1. Field of the Invention
This invention relates to the data processing field and more particularly to a means for undoing a partially executed software instruction to restore the central processing unit to the state it was in before the start of instruction execution.
2. Description of the Prior Art
In a data processing system using a virtual memory addressing scheme, conditions may arise during the execution of a software instruction in which an operand addressed by the software instruction is not present in physical memory and therefore must be read into physical memory by a software routine. In order to be able to execute the software routine, the execution of the current software instruction must be suspended in a manner which permits it to be restarted once the missing operand is brought into physical memory.

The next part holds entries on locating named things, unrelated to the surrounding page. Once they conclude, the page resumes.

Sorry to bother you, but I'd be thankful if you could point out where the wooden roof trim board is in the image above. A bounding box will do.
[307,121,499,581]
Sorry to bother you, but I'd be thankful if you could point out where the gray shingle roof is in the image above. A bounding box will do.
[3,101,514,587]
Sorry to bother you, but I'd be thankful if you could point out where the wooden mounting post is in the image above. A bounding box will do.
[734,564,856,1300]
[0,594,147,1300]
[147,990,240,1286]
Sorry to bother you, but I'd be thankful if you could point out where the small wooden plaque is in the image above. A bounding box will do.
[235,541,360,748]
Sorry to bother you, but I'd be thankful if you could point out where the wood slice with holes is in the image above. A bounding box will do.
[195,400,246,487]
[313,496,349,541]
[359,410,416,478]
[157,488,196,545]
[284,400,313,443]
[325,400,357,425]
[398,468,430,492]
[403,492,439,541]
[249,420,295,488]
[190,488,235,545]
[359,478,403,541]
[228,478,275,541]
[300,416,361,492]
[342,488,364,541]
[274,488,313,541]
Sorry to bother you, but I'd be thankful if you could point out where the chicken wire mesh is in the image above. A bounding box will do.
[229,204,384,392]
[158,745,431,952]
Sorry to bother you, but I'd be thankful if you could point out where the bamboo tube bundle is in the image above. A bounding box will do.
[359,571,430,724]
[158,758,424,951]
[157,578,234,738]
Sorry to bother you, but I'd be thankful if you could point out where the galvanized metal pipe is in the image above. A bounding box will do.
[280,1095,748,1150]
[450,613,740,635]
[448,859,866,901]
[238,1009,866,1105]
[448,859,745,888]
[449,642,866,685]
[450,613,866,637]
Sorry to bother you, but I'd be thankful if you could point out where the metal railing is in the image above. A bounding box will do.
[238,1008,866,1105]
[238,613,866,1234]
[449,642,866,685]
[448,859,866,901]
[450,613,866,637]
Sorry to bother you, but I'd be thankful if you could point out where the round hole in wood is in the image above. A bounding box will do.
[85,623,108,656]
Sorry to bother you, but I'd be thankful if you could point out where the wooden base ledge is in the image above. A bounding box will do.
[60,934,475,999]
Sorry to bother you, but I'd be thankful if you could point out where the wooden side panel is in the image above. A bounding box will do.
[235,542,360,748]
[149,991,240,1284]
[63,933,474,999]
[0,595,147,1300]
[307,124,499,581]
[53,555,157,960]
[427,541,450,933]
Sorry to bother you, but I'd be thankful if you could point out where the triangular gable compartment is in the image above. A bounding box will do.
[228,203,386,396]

In order to improve the system throughput, the virtual memory address is incremented or decremented immediately after being transferred to virtual memory so that it is available during the next memory cycle. If the operand is not found, then the previous virtual memory address must be recomposed and used when the missing operand is found and stored in physical memory. This would require another register, one storing the original virtual address and the other storing the incremented or decremented virtual address. This would assure an improved throughput at the cost of a large register typically 24 or 32 bits.
Of course one may wait until the operand is read out of physical memory before incrementing or decrementing the virtual address. This approach would also have a detrimental impact on system performance.
Another approach is to perform the UNDO operation exclusively by firmware. This will also have a negative impact on performance.